Commitment (1 Kings 8:54-61; Matt. 16:24-26)
Three military recruiters showed up to address high school seniors. Each recruiter—representing the Army, Navy, and Marine Corps—was to have fifteen minutes.
The Army and Navy recruiters got carried away, so when it came time for the Marine to speak, he had just two minutes. He walked up and stood utterly silent for a full sixty seconds, half of his time.
Then he said this: “I doubt whether there are two or three of you in this room who could even cut it in the Marine Corps. But I want to see those two or three immediately in the dining hall when we are dismissed.” He turned smartly and sat down.
When he arrived in the dining hall, those students interested in the Marines were a mob.
The recruiter knew that commitment comes from appealing to the heroic dimension in every heart.
—W. Frank Harrington(Motivation, Vision)
Over His Dead Body
In May All Who Come Behind Us Find Us Faithful, Robert Russell tells this story:
“In Kentucky, there is a huge rivalry in college basketball between the University of Louisville and the University of Kentucky. The story is told that at one of the recent ‘Dream Games’ between the two schools, an elderly woman was sitting alone with an empty seat next to her. Someone approached her and said, ‘Ma’am, I have rarely seen an empty seat in Rupp Arena, let alone at the Dream Game. Whose seat is this?’
“The woman responded that she and her late husband had been season ticket holders for twenty-eight years, and the seat had belonged to him. ‘Well, couldn’t you find a friend or relative to come to the game with you?’ the observer asked.
” ‘Are you kidding?’ she replied. ‘They’re all at my husband’s funeral.’ “
—Sherman Burford Fairmont, West Virginia (Marriage, Priorities)
A North Carolina jury ordered a man to pay $234,000 for stealing the love of another man’s wife. The verdict was not about money, legal experts say. Instead, it’s a way for a scorned spouse to send a message that cheating isn’t fair or appropriate.
In August, another North Carolina jury awarded a jilted wife $1 million. North Carolina is one of the few states with alienation-of-affection laws still on the books.
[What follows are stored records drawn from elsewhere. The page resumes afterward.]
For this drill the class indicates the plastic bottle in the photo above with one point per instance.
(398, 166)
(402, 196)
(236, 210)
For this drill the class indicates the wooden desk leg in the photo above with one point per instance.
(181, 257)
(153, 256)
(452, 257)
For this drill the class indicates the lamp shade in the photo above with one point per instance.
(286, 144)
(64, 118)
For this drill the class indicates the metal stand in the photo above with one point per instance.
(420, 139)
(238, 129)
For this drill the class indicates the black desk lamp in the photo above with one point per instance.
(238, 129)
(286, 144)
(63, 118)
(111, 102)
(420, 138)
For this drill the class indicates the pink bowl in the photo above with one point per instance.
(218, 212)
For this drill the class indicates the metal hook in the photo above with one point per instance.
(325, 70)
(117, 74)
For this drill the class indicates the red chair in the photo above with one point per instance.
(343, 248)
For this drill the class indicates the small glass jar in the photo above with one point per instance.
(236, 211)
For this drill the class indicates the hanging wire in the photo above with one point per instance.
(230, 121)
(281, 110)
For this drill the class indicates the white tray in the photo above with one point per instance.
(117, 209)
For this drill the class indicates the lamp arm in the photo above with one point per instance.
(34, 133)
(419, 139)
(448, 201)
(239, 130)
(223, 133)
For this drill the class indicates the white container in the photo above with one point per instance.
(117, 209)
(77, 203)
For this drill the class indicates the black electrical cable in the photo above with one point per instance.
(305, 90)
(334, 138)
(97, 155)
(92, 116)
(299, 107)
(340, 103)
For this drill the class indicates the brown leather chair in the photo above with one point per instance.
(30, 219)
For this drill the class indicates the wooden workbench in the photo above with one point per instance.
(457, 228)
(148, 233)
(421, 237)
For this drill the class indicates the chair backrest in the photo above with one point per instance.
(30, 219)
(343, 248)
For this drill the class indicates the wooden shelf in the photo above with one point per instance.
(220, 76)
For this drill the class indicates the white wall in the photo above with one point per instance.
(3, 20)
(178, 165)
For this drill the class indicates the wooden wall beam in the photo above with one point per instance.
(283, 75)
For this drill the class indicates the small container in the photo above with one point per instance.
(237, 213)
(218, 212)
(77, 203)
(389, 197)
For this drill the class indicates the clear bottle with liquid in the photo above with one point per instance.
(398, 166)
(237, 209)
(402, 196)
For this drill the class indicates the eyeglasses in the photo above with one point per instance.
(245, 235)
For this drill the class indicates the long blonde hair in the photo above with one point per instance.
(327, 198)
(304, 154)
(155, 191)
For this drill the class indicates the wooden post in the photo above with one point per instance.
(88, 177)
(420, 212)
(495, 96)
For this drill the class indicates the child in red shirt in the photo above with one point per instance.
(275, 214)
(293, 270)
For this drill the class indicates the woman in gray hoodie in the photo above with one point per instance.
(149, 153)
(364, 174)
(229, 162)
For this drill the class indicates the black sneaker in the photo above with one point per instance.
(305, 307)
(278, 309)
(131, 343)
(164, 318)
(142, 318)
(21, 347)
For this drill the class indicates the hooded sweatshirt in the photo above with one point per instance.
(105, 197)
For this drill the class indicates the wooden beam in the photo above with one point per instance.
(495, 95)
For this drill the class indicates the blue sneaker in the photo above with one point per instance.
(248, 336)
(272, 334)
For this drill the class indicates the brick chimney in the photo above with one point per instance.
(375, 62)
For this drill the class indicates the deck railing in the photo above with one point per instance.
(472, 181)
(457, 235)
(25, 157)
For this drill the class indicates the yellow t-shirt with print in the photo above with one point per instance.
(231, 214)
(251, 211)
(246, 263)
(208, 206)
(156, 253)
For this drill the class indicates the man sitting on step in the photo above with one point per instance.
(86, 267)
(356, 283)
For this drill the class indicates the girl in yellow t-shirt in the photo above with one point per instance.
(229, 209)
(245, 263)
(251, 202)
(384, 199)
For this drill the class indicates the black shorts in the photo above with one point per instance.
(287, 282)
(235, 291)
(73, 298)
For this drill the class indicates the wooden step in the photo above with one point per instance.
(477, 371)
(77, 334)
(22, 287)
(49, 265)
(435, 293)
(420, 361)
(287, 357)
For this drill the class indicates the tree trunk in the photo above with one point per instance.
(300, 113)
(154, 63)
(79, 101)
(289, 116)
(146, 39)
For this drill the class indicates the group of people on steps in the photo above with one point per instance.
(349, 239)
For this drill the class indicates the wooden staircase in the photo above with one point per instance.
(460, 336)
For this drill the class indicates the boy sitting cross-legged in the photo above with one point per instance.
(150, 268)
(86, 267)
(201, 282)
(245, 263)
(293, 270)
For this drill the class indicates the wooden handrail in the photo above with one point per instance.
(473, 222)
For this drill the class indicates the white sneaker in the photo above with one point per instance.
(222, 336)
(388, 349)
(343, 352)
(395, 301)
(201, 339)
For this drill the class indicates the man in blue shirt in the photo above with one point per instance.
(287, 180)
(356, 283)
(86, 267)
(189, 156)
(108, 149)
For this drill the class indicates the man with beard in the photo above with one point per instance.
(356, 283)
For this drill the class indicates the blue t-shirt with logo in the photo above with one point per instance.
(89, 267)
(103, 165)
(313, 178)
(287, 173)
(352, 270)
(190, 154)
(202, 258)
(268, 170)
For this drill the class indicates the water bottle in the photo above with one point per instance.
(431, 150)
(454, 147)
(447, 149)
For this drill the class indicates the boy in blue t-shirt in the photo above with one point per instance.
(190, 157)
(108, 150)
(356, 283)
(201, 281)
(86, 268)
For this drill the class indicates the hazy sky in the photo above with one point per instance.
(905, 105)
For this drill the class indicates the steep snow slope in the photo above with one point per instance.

Most states abolished such laws when no-fault divorce laws became popular.
Said Scott Altman, law professor at the University of Southern California, “Even though fault-based divorce is abolished, most people still regard infidelity as wrong and feel terribly hurt by it. So for someone to want a remedy when they feel so aggrieved, and for a jury to be sympathetic, doesn’t strike me as shocking.”
—USA Today (9/19/97) (Adultery, Marriage)
Death (Gen. 2:7; Heb. 9:27)
A mother, trying to soften the blow of the family cat’s death, told her daughter, “Tabby is in heaven now.” The little girl looked at her mother quizzically, then asked, “Why would God want a dead cat?”
(Animals, Children)
No matter what your religion, you should try to become a government program, for then you shall have everlasting life.
—Lynn Martin Congressional Representative (Eternity, Government)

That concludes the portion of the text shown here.